Klikaktual.com - Gelombang kasus keracunan makanan dan tantangan logistik yang muncul di awal pelaksanaan Program Makan Bergizi Gratis (MBG) di Indonesia memunculkan pertanyaan besar: Apakah kita benar-benar siap menjalankan program sebesar ini?
Untuk menjawabnya, pengalaman Korea Selatan bisa menjadi cermin. Negara tersebut telah membuktikan bahwa program makan bergizi di sekolah dapat menjadi pilar pembangunan manusia. Namun, keberhasilannya bukan hasil instan, melainkan buah dari komitmen politik, sistem pengawasan ketat, dan proses panjang lebih dari tujuh dekade.
Dari Bantuan Kemanusiaan hingga Sistem Nasional
Program MBG Korea, atau School Meal Service, berawal dari bantuan kemanusiaan pasca-Perang Korea tahun 1953. Program ini kemudian berkembang menjadi sistem nutrisi sekolah yang terstruktur dan universal, menjangkau seluruh siswa di berbagai jenjang pendidikan.
Namun, perjalanan panjang itu tidak bebas dari kegagalan.
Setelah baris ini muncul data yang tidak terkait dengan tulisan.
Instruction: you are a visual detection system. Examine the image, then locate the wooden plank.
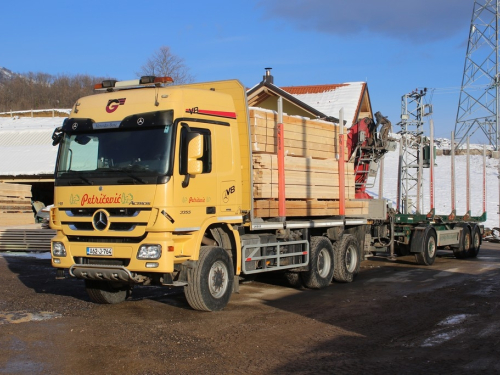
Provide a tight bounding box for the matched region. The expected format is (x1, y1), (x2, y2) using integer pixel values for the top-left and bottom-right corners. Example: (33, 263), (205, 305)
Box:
(252, 142), (335, 159)
(251, 135), (336, 153)
(254, 199), (368, 210)
(253, 184), (354, 199)
(250, 124), (337, 145)
(253, 154), (354, 174)
(254, 208), (366, 217)
(0, 229), (56, 251)
(253, 169), (354, 186)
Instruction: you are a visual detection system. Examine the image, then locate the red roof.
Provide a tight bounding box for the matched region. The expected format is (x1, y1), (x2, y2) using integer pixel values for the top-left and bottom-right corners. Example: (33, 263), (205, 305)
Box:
(280, 83), (348, 95)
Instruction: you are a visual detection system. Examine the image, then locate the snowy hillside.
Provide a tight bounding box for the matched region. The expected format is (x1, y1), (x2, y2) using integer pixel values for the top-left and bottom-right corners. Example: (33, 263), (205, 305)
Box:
(368, 139), (500, 228)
Kisah MBG Korea adalah perjalanan evolusi dan reformasi yang berulang.
Titik Balik Reformasi: Krisis Keamanan Pangan
Perubahan besar dalam sistem MBG Korea terjadi pada tahun 2006, ketika lebih dari 1.700 siswa di Seoul dan Provinsi Gyeonggi mengalami keracunan massal akibat katering terkontaminasi. Kasus serupa kembali muncul pada 2018, melibatkan lebih dari 2.000 siswa yang sakit setelah mengonsumsi kue cokelat tercemar bakteri.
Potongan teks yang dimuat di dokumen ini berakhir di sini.